Chinese stopwords for NLP

What’s are stopwords? Maybe someone need to ask, actually the stopwords are the meaningless words such as that, is, at and etc. That’s to say it is ok if we remove these words from sentence. Wikipedia:Stop words also give a explain about this word:

In computing, stop words are words which are filtered out before or after processing of natural language data (text). There is no single universal list of stop words used by all processing of natural language tools, and indeed not all tools even use such a list. Some tools specifically avoid removing these stop words to support phrase search.

Any group of words can be chosen as the stop words for a given purpose. For some search engines, these are some of the most common, short function words, such as the, is, at, which, and on. In this case, stop words can cause problems when searching for phrases that include them, particularly in names such as ‘The Who’, ‘The The’, or ‘Take That’. Other search engines remove some of the most common words—including lexical words, such as “want”—from a query in order to improve performance.

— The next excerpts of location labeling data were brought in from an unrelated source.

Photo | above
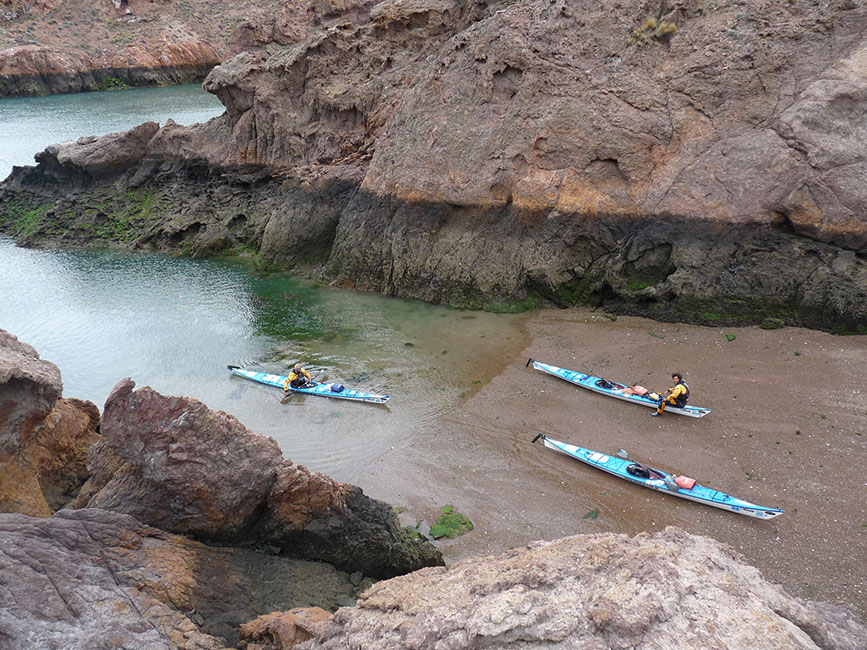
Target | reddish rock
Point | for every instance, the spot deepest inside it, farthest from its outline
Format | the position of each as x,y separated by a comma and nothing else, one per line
283,630
175,464
44,440
58,452
185,468
497,155
81,578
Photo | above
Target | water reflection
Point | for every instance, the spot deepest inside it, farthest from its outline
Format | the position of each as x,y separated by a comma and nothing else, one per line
32,123
175,324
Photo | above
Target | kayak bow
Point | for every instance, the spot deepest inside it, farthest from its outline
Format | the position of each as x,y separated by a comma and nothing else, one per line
678,486
333,390
613,389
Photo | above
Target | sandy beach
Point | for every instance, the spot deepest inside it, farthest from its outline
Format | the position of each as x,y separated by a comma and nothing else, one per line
788,429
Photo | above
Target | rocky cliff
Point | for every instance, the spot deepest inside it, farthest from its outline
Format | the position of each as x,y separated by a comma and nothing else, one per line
66,46
678,160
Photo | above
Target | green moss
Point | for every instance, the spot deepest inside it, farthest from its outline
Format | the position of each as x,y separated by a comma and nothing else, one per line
112,83
450,524
20,220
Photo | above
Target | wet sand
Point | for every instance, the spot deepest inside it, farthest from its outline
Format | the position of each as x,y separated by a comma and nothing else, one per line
788,429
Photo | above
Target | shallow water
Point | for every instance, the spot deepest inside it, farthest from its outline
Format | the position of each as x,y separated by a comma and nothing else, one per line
175,324
29,124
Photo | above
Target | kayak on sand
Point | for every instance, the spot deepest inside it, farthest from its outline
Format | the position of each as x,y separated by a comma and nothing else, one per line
655,479
333,390
635,394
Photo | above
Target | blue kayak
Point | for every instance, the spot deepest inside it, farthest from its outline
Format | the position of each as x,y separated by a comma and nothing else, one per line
333,390
620,391
678,486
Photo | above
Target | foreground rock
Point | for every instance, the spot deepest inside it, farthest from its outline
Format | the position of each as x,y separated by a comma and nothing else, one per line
44,440
85,578
669,590
473,154
173,463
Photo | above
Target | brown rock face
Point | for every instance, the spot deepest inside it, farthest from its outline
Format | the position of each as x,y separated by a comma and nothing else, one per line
667,590
498,155
29,388
43,439
95,579
185,468
173,463
283,630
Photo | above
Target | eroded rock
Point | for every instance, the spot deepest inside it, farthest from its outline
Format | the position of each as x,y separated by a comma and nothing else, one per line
174,463
667,590
44,439
84,578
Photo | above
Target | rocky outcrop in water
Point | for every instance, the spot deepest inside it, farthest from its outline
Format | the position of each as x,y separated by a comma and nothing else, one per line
173,463
68,46
44,439
668,590
675,160
88,578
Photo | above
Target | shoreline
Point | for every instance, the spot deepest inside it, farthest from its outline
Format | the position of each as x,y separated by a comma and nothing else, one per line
788,429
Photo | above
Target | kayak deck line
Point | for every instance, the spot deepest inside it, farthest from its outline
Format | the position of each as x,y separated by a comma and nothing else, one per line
616,390
331,389
655,479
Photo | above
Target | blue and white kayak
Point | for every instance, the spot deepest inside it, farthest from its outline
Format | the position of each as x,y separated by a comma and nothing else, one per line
613,389
333,390
655,479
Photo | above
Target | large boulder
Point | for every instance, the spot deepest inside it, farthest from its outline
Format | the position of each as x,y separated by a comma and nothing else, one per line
44,439
29,388
86,579
667,590
173,463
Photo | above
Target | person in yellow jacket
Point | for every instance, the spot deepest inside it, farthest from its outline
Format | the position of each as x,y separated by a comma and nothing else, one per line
677,395
296,379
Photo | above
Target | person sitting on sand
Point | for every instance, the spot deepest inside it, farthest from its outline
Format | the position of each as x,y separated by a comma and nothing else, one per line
298,378
677,395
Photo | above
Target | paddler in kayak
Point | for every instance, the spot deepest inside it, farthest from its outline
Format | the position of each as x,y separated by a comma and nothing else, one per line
677,395
298,378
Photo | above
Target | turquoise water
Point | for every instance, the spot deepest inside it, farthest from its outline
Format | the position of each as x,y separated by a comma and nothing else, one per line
29,124
175,324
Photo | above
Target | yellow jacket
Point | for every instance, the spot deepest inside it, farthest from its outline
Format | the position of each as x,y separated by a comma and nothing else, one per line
293,377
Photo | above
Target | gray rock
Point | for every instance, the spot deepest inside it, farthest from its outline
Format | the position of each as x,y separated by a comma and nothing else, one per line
668,590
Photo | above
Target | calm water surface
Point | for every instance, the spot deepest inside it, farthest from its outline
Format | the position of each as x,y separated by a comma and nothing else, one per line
175,324
29,124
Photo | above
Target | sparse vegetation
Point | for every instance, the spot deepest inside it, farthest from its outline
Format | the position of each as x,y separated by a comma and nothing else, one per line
652,31
450,524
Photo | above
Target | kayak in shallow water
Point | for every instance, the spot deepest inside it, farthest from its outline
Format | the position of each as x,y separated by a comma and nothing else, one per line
635,394
655,479
333,390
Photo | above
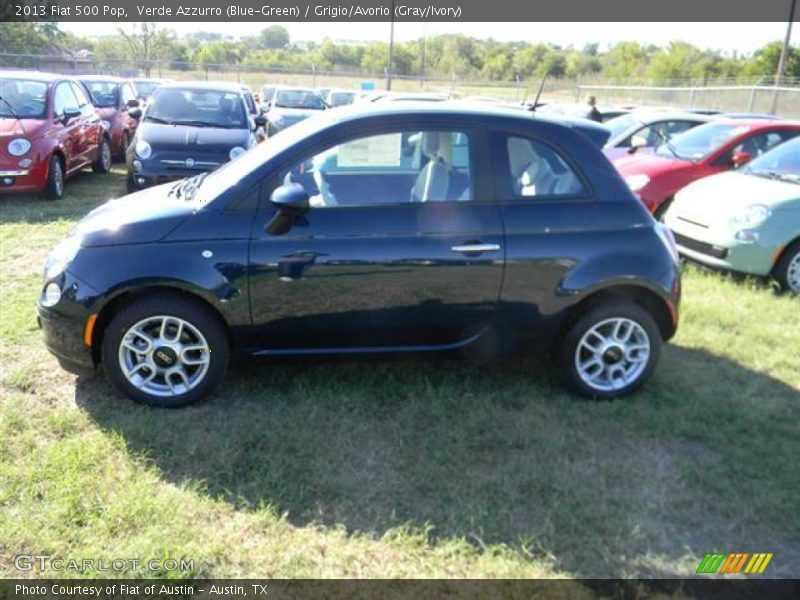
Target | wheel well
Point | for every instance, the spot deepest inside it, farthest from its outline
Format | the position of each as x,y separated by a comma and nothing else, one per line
784,250
647,299
119,302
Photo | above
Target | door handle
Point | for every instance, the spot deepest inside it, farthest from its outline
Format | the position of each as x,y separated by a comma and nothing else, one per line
475,248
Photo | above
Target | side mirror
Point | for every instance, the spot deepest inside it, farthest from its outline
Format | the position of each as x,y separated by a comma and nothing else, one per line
292,202
740,158
70,112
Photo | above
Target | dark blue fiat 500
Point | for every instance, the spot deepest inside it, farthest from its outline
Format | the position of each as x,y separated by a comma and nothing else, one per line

Fortunately Nltk provided stopwords corpus for english language, but the Chinese segment tool Jieba did not have stopwords corpus for Chinese. Usually the stopwords generally is a python list element, we can easily build our own stopwords corpus, and the BaiduGuide also provide some Chinese stop words for programmer. So the stopwords_zh project are presented after collected these words and save to a single file. You can download these file if you need to remove Chinese stopwords.

using

Here is a simple code for you to use this project. You need to carefull about the Chinese encode method (We use codecs to encode and decode Chinese words).

#! /usr/bin/env python
# encoding: utf-8
import codecs
import jieba

if __name__ == "__main__":
    str_in = "小明硕士毕业于中国科学院计算所，后在日本京都大学深造"
    stopwords = codecs.open('stopwords', 'r', 'utf-8').read().split(',')
    seg_list = jieba.cut_for_search(str_in)
    for seg in seg_list:
        if seg not in stopwords:
            print seg